• Wunderbarer Baudelaire, bloeder Heuschnupfen

    Julien Torma ist umgeben von mehreren Notizbuechern, vielen unbeschriebenen Zetteln, einem Notebook, einem Gemaelde („Die Absinthtrinkerin“ von Degas), zwei Mobiltelephonen, einem Einkaufswagenchip, einer Sukkulente, einem schwarzen Monolithen in Quaderform, After-Shave fuer sensible Haut sowie einer Photographie mit alpinem Motiv und Sonnenuntergang. Ferner befinden sich in Tormas Nachbarschaft ein Koffer, ein Plastikelefant sowie einige Medikamentenpackungen, die Antihistaminika oder auch Antidepressiva enthalten.

    Torma: Verzeihung, meine Freunde, habt ihr mal ein Taschentuch… ein Taschentuch, meine lieben Freunde? Kann auch gebraucht sein…das macht nichts. Ich sitze hier seit 555 Jahren, und seit 22 Jahren brauche ich dringend ein Taschentuch, und ich warte und warte. Hustet in das Taschentuch hinein, dann mit Erleichterung: Alle wollen ja immer so gesund sein, lesen Apothekenzeitschriften und Beipack- zettel, beteiligen sich auch an Vorsorgeprogrammen und dergleichen mehr. Nur ich, ich traeume von der Schwindsucht.

    Ich sehne mich danach, blutige Brocken auszuhusten. Die Wangen denke ich mir knoechern und ausgezehrt. Ich traeume von Augen, die in Hoehlen leben, wie Vormenschen, schriftunkundig, affenartig, um einen unklugen Lichtschein geschart – in Hoehlen so tief, dass man darin wohl auch sehr gut einige von diesen mit Plutonium angereicherten Baeckerei- fachverkaeuferinnen endlagern koennte! Ein Vitalbrot, bitte. Oh, wie ich diesen Satz verabscheue! Hustet. Ich traeume von feuchten, nicht-euklidischen Mansardenzimmern und von dionysischer Zugluft.

    Der Dichter Peter Altenberg starb an einer Lungenentzuendung, nachdem er in einer Winternacht eine Weinflasche auf seiner Leinendecke verschuettet und bei offenem Fenster geschlafen hatte. Und ich? Ich habe nur – Heuschnupfen. Heuschnupfen. Meine Freunde! Koennt ihr euch mal bitte ausmalen, was das fuer mich bedeutet? Die Schleimhaut wird ganz trocken, und das schlaegt mir gleich auf die Atemwege. Neulich kam ein Herr vom kassenaerztlichen Bereitschaftsdienst, der sagte: ›Ziehen Sie doch nach Berlin-Mitte, dort gibt es keine organischen Lebensformen, und Sie werden sehen, wo es das nicht gibt, gibt es auch keine Beschwerden.‹ Gar keine Beschwerden…? Ich weiss nicht. Es waere auch schoen. Aber ich kann ja hier nicht weg.

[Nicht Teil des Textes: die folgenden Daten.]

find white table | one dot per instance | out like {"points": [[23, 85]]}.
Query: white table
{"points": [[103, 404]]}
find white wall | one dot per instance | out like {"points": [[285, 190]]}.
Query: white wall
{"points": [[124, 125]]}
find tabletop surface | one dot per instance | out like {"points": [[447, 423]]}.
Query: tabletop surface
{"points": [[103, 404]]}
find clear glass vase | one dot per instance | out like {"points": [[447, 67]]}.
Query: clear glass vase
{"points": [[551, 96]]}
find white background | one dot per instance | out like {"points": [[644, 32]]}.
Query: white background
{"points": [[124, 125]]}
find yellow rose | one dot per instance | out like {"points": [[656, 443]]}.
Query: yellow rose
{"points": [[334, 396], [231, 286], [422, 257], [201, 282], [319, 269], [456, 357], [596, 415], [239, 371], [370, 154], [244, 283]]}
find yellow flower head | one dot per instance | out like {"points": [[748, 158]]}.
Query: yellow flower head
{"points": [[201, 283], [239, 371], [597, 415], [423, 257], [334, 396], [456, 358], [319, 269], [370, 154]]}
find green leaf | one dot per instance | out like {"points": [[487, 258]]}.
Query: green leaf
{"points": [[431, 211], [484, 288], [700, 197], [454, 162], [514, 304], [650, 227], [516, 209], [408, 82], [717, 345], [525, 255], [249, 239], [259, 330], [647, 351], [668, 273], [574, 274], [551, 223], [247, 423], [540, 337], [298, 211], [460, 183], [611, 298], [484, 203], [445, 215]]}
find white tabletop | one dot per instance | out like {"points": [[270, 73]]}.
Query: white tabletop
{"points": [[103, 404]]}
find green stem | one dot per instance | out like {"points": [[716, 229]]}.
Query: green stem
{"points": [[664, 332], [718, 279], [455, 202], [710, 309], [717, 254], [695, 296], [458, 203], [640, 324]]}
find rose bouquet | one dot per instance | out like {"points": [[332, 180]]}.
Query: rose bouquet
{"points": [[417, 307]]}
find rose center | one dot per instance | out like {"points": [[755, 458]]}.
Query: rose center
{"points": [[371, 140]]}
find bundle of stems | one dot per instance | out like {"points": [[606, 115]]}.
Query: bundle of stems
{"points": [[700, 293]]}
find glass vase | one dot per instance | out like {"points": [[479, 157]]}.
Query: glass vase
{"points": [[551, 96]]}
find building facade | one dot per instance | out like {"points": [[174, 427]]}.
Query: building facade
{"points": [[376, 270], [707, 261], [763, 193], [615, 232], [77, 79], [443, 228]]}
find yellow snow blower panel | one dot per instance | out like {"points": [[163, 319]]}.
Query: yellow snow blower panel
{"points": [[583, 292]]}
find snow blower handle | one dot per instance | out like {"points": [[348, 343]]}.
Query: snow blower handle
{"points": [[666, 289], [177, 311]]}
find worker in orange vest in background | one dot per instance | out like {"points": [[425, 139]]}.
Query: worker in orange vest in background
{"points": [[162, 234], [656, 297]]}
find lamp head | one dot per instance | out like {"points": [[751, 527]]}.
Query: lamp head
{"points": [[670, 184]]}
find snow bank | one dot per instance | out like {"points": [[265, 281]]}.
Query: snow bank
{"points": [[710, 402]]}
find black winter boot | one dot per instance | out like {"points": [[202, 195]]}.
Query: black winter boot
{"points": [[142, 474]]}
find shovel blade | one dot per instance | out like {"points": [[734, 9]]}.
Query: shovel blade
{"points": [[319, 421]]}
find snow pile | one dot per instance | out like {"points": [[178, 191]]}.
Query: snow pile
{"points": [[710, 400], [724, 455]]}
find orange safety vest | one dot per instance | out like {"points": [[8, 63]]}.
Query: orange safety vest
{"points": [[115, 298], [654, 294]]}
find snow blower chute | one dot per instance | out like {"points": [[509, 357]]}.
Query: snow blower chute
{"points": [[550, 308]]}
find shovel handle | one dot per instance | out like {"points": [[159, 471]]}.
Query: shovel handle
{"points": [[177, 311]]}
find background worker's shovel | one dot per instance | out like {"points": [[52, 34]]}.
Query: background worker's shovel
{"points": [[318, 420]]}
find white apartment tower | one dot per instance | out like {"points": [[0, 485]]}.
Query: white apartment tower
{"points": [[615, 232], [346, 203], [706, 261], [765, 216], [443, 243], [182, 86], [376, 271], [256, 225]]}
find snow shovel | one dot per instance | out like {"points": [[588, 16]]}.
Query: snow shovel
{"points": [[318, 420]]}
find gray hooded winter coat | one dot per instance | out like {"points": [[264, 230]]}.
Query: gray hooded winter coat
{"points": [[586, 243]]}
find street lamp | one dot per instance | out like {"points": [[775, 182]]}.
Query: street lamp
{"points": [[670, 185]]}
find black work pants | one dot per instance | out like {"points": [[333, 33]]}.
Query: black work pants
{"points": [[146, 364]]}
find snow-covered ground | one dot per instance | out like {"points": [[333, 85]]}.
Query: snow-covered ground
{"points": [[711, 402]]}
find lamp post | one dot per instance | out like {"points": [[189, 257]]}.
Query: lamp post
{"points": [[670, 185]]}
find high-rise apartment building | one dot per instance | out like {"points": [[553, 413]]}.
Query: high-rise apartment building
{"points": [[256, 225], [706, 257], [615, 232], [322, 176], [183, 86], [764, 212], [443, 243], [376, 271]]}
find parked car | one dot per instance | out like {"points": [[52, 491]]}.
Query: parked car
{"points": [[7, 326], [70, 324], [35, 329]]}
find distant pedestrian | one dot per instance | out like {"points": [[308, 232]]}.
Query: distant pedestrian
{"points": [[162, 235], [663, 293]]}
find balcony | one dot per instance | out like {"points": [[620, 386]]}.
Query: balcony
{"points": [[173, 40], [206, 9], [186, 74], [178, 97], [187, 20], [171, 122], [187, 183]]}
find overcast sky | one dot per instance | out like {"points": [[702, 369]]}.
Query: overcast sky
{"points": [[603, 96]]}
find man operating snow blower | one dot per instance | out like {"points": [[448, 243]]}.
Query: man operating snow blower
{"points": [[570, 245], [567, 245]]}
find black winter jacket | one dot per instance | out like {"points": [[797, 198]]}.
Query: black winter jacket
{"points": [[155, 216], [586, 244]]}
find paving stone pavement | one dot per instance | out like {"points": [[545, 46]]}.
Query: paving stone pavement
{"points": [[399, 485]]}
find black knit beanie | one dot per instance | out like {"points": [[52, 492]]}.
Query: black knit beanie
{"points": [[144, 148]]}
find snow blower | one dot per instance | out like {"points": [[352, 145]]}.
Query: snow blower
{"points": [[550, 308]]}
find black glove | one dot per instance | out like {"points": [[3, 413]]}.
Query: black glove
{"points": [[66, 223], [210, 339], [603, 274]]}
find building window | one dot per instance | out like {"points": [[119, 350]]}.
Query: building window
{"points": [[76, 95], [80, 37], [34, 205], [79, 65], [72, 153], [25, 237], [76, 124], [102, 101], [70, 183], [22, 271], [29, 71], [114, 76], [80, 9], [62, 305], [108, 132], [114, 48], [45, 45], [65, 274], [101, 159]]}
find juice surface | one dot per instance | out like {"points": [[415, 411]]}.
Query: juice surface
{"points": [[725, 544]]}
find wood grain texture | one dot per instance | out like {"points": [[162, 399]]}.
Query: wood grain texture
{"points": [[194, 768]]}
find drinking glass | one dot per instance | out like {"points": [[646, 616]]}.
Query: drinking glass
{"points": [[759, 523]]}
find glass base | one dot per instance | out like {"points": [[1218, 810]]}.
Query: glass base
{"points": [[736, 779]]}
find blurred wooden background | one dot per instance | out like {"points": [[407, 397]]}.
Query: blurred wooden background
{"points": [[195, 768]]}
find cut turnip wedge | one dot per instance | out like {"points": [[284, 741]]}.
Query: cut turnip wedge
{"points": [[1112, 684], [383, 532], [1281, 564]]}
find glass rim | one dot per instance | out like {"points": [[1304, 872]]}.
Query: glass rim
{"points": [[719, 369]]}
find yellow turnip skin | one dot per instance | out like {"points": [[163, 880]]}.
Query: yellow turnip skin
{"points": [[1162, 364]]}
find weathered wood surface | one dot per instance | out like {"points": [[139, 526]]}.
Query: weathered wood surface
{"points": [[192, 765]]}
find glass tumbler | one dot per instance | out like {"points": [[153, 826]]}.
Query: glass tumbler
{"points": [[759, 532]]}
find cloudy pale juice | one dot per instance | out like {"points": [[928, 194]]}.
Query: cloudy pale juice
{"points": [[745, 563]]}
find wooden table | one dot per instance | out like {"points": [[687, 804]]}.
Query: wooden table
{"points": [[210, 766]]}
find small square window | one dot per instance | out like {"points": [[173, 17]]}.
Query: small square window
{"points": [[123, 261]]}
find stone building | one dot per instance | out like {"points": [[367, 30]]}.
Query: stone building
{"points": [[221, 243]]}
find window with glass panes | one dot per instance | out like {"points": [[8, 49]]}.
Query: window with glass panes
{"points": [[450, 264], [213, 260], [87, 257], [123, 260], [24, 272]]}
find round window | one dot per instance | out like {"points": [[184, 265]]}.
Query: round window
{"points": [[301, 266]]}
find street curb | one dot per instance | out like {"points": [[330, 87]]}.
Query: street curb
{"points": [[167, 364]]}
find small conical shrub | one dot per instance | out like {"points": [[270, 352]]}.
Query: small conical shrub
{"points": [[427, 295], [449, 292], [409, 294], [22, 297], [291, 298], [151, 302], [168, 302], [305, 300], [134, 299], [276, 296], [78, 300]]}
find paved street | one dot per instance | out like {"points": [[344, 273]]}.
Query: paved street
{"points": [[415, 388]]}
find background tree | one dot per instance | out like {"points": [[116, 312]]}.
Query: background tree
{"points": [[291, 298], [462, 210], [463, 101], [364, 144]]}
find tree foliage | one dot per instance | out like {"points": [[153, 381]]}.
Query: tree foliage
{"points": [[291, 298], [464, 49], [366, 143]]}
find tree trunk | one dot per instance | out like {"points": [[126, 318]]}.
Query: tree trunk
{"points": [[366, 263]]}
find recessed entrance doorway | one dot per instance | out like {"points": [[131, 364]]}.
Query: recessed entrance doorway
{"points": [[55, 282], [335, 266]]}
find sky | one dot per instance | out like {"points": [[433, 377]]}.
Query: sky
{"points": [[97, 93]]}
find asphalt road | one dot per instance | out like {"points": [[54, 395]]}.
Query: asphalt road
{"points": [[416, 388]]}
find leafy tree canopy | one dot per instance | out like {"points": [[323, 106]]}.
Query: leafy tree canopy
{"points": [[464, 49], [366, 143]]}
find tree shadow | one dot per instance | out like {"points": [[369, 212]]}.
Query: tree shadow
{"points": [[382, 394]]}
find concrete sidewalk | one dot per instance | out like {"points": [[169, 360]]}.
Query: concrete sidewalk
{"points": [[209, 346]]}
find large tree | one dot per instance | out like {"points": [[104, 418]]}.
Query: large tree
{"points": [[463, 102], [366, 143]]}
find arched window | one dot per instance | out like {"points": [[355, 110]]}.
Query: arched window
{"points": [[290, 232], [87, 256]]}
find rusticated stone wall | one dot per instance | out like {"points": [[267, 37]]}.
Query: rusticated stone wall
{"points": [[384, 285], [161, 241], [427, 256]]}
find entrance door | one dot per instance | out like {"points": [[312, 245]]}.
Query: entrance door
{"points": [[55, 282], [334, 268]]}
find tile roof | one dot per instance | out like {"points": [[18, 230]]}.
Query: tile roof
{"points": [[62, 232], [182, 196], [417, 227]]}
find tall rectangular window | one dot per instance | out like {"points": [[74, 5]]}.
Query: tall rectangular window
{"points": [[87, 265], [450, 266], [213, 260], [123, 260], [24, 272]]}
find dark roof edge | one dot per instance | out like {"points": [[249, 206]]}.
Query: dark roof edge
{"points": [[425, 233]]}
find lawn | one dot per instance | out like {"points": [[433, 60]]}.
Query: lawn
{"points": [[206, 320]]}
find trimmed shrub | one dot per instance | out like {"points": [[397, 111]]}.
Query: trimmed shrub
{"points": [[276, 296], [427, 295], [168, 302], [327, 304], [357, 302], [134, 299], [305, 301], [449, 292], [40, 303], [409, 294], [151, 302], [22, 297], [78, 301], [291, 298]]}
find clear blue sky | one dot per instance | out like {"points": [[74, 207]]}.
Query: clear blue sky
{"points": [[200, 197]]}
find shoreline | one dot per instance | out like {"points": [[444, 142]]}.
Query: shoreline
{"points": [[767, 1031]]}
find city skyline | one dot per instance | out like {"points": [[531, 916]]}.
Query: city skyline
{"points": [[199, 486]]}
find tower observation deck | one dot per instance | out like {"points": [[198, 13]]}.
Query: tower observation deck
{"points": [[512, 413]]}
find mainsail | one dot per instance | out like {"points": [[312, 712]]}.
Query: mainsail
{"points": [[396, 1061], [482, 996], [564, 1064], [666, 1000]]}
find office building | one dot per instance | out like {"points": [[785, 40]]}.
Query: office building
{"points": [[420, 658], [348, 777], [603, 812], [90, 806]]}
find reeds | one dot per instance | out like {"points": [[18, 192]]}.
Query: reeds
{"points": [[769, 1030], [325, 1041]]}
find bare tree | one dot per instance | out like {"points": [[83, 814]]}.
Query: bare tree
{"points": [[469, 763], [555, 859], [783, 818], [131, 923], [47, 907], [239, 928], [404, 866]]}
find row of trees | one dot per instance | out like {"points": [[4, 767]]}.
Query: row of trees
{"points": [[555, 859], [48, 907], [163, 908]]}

    Ich bin Julien Torma. Seit 111 Jahren sitze ich hier und arbeite und warte, und ich warte arbeite, und ich arbeite. Soll ich euch sagen, woran ich arbeite? Ich arbeite an einem Gedicht, das suechtig macht, koerperlich suechtig, wenn ihr versteht, was ich meine…ein Gedicht, das den Prohibitionsgesetzen unterliegt und an den Docks der Lower-Eastside umgeschlagen wird, in nebligen Naechten unter einem geschlechtskranken Mond. Ein Gedicht, das von international operierenden Kartellen auf Dschunken und Dschungelpfaden ueber die Staatsgrenzen geschmuggelt werden muss. Ein Gedicht, meine Freunde, Worte, sehr richtig, nur Worte, aber eben nicht irgendwelche Worte.

    Sondern solche Worte, deren Molekuele ein Daemon bewohnt. Und wer auch immer sie gelesen hat oder nur gehoert, wer auch immer nur einen einzigen seiner televisionaeren Blicke darauf geworfen hat – ihn werden sie an sich binden, ihn werden sie gefangen halten bis zum Ende der Zeiten in seiner Ungeheuerlichkeit und seiner Schmach. Keiner wird entkommen, keiner! Unter Delirien werden sich die Bewohner dieses pathologischen Planeten nach meinen Worten verzehren, und Entzugserscheinungen werden gesichtet werden am Horizont, waehrend gerade, was weiss ich, ein Moebelhaus eroeffnet wird oder eine Konferenz.